On the Portal Home page, under Portal Management, click User Administration.

On the Users page, click More and then select Reconcile Ringtail users with Active Directory.

In the Reconcile Ringtail users with Active Directory dialog box, select users. For portal administrators, when organization security is enabled, the list of available items depends on membership in a provider or client organization. To understand how organizations are managed in Nuix Discover, see Organizations. For a summary of how organization security affects portal access for each user category, see Portal security table.

Click OK.

Open or save the report.

Add and remove users in the Active Directory case group

You can add or remove users in an Active Directory case group. You can also create a report detailing the changes made to each user.

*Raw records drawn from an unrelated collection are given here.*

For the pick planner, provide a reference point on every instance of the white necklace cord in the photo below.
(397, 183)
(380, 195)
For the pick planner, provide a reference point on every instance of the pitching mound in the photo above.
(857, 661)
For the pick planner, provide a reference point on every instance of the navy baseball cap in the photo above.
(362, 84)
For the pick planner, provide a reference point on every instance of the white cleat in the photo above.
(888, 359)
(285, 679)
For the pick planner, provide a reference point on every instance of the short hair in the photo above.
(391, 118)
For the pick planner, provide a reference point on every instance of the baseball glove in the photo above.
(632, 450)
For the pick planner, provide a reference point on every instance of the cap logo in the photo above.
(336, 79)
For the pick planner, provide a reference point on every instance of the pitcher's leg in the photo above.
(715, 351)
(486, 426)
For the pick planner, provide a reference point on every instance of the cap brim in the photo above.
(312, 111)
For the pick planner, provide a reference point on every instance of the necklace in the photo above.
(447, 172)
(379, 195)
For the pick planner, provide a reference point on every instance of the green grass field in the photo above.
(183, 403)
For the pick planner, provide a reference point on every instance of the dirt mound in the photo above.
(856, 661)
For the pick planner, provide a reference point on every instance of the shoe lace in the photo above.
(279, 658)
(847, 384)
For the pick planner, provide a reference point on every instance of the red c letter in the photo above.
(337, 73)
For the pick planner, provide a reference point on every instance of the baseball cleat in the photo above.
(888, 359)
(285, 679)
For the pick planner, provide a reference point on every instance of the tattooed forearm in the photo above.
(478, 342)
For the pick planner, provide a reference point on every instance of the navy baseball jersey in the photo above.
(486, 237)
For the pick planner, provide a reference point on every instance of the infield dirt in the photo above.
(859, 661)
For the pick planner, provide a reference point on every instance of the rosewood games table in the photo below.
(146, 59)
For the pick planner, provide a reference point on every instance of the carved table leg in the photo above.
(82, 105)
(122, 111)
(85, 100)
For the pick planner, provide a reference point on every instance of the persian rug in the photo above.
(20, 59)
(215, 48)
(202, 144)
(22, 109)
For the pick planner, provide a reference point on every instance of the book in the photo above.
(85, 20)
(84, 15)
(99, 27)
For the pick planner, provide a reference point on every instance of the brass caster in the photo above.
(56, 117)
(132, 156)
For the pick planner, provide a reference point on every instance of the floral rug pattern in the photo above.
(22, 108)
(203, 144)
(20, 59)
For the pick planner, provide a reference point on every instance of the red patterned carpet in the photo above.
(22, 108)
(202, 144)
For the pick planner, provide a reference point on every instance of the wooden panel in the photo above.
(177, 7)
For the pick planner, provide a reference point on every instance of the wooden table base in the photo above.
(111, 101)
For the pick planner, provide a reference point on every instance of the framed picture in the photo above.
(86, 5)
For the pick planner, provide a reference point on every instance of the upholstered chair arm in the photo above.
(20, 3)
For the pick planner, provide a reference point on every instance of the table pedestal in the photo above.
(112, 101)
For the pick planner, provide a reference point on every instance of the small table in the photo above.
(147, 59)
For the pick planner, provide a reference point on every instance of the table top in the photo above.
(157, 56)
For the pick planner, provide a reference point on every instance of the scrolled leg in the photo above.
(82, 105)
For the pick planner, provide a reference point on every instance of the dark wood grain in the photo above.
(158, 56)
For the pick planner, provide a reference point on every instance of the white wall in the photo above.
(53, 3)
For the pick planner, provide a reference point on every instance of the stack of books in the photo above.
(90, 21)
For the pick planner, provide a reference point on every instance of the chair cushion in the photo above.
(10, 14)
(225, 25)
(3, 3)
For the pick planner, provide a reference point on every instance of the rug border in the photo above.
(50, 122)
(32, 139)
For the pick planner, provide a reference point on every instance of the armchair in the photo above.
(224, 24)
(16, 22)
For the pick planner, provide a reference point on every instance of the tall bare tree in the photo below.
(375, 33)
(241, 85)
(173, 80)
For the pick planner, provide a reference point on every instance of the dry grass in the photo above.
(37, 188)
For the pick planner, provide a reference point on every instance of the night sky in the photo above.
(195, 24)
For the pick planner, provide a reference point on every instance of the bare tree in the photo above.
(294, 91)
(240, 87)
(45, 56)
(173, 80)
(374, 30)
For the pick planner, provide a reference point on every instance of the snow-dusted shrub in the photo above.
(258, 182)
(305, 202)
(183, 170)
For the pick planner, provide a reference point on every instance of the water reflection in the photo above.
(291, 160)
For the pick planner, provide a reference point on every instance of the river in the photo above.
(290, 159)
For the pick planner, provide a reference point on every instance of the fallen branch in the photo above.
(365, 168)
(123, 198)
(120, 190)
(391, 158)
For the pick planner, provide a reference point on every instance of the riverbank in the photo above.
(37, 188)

To add or remove users in an Active Directory case group:

On the Portal Home page, under Portal Management, click User Administration.

On the Users page, click More and then select Reconcile Active Directory group.

In the Reconcile Active Directory group window, select an Active Directory case group and click Next.

Note: The case names that appear on the Select Case page are the same as the Active Directory case group names. The application derives the Active Directory case group names from case names.

In the list of users on the Select Users page, select the users to add to or remove from the Active Directory case group. For portal administrators, when organization security is enabled, the list of available items depends on membership in a provider or client organization. To understand how organizations are managed in Nuix Discover, see Organizations. For a summary of how organization security affects portal access for each user category, see Portal security table.

The Actions column contains one of the following status messages, which indicates if the user can be removed or added:

Remove from Active Directory group: The user is assigned to the Active Directory case group. You can remove this user.

Add to Active Directory group: The user is not assigned to the Active Directory case group. You can add this user.

Click Next.

Select the optional Download report check box to create a report of the users you added or removed.

Click Finish.

If you created a report, open or save it.